There are some limitations in this meta-analysis. As a meta-analysis pools statistical summaries in the original studies, more reliable estimates can be expected if individual data are available (pooled analysis of raw data). Although we searched several biomedical databases using various search terms, it is possible that relevant citations may have been missed. As well, this study included the focus on English language studies only; there may have been other relevant articles (selection bias). The systematic review, which is limited by the bias against publication of null findings, highlights the complexities inherent in epidemiological research and, particularly, in molecular epidemiological research. The Cys/Cys genotype was associated with about a 30% increase in lung cancer risk. Although the summary risk for developing lung cancer in individuals of each genotype may not be large, lung cancer is such a common malignancy that even a small increase in risk can translate to a large number of excess lung cancer cases. Therefore, polymorphisms, even those not strongly associated with lung cancer, should be considered as potentially important public health issues.

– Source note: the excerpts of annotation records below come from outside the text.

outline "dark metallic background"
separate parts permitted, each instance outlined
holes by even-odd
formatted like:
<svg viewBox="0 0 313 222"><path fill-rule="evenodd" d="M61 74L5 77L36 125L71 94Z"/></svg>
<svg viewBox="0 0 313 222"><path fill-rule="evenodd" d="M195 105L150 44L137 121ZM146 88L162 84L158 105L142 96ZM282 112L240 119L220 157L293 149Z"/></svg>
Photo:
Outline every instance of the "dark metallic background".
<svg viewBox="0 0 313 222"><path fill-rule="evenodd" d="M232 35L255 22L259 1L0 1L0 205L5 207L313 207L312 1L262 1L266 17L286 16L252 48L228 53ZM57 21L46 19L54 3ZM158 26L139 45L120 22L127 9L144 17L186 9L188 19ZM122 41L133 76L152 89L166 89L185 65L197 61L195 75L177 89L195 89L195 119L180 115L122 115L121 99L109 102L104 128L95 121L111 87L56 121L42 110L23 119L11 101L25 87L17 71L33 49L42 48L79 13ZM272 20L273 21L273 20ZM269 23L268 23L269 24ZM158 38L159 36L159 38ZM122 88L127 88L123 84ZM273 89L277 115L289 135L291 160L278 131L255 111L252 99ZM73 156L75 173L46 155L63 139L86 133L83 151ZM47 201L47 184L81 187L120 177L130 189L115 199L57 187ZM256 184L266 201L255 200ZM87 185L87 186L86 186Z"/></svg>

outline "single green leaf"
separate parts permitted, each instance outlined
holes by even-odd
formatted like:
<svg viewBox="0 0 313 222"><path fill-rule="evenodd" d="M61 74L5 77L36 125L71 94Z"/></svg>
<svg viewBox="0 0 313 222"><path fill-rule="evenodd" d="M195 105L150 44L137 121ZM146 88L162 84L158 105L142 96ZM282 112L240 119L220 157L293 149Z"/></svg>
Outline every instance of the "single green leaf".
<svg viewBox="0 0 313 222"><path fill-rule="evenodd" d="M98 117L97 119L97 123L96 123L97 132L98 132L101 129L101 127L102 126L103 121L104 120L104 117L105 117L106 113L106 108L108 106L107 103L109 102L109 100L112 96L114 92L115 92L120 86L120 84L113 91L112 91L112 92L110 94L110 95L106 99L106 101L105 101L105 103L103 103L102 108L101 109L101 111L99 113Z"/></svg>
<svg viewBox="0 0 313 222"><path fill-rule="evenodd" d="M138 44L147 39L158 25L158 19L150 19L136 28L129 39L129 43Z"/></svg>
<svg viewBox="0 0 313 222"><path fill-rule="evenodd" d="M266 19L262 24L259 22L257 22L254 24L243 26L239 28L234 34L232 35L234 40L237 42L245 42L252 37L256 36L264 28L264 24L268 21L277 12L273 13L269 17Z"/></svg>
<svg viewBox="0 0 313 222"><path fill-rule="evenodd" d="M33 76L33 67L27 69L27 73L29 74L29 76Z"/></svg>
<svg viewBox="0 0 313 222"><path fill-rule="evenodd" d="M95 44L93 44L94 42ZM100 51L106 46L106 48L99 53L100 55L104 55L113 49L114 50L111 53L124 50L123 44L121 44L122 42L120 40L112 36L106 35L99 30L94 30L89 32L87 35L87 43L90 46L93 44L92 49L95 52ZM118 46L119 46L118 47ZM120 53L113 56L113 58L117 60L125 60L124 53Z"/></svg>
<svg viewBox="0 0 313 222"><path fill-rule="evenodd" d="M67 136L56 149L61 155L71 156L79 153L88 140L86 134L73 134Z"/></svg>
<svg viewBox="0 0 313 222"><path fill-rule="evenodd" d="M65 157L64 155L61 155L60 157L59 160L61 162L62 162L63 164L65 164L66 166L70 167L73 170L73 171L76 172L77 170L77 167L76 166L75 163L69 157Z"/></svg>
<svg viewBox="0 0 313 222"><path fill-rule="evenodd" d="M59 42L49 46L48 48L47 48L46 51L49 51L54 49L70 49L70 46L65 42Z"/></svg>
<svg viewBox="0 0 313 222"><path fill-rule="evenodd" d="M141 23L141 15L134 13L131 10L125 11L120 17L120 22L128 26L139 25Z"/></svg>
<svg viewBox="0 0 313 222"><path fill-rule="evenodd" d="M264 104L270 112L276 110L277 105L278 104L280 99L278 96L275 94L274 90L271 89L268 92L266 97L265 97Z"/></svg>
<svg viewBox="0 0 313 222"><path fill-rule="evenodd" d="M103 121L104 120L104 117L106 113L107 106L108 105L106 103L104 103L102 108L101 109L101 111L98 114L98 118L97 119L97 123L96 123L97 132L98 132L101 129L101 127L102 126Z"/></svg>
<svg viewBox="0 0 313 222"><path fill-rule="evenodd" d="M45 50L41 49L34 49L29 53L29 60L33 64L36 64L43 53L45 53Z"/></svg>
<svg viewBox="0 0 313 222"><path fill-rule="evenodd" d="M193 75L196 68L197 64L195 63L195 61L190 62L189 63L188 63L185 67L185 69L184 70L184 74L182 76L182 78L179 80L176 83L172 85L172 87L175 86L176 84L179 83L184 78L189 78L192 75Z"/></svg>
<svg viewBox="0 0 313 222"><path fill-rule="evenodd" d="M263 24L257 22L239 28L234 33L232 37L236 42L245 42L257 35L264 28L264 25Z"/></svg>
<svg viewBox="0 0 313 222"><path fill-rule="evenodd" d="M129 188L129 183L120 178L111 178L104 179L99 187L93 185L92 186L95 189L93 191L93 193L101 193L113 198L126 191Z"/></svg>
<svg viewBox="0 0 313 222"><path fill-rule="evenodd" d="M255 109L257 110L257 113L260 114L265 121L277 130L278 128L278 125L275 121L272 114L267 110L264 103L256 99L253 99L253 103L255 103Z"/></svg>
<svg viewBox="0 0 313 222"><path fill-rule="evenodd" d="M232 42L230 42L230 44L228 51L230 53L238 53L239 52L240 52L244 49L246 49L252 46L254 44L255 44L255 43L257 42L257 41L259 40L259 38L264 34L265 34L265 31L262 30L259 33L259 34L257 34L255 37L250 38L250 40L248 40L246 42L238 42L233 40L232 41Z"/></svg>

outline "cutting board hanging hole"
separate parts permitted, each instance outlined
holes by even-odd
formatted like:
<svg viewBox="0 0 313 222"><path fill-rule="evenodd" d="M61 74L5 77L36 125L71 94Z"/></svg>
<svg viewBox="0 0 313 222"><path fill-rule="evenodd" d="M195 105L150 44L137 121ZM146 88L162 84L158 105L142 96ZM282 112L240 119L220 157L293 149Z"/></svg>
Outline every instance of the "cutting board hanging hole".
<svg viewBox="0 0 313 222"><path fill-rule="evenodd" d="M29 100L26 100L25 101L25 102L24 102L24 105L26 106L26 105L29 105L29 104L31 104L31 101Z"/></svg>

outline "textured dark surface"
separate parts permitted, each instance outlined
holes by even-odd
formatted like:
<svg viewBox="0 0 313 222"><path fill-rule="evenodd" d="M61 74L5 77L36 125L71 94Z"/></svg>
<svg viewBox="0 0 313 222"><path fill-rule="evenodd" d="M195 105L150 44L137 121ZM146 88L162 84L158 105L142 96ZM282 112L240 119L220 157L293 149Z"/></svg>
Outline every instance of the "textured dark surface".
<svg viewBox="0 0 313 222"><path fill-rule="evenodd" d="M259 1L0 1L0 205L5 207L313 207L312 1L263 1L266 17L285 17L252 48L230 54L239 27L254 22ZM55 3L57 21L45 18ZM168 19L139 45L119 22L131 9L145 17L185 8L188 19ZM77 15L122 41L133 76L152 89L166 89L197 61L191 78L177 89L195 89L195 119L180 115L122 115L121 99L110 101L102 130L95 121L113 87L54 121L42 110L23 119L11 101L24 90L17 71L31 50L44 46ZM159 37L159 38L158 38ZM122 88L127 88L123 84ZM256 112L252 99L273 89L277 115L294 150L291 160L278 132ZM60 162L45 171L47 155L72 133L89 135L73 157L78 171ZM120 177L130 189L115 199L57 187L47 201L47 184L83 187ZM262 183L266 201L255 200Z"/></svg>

In addition, it is important to keep in mind that a susceptibility factor in one population may not be a factor in another. There are differences in the prevalence of DNA repair polymorphisms across populations. In a population where the prevalence of an "at-risk" genotype in a given polymorphism is very low, the "at-risk" allele or "at-risk" genotype may be too infrequent to assess its associated risk. At a population level, the attributable risk must be small simply because it is an infrequent allele. The major burden of lung cancer in the population probably results from the complex interaction between many genetic and environmental factors over time. The effects of polymorphisms are best represented by their haplotypes. In future association studies on lung cancer, the development of haplotype-based approaches will facilitate the evaluation of haplotypic effects, either for selected polymorphisms physically close to each other or for multiple genes within the same DNA repair pathway. Furthermore, most environmental carcinogens first require metabolic activation by Phase I enzymes to their ultimate forms which then bind to DNA, forming aromatic-DNA adducts that are thought to be an early step in tumorigenesis. On the other hand, these activated forms are detoxified by Phase II enzymes. Thus, genetically determined susceptibility to lung cancer may depend on the metabolic balance among Phase I enzymes, Phase II enzymes and DNA repair enzymes [50]. Further investigations of the combined effects of polymorphisms between DNA repair genes and drug-metabolizing genes may also help to clarify the influence of genetic variation in the carcinogenic process.

5. Conclusions

There is evidence that the hOGG1 Ser326Cys polymorphism play a role in lung carcinogenesis. The Cys/Cys genotype was associated with about a 30% increase in lung cancer risk. Although the summary risk for developing lung cancer in individuals of the genotype may not be large, lung cancer is such a common malignancy that even a small increase in risk can translate to a large number of excess lung cancer cases. Therefore, a polymorphism—even one not strongly associated with lung cancer—should be considered as a potentially important public health issue. As lung cancer is a multifactorial disease, further investigations of the gene-gene and gene-environment interactions on the hOGG1 polymorphism-associated lung cancer risk may help to better understand the molecular pathogenesis of human lung cancer.

Acknowledgements

This study was funded in part by a Grant-in-Aid for Scientific Research (B) (21390190) from the Ministry of Education, Science, Sports and Culture, Japan.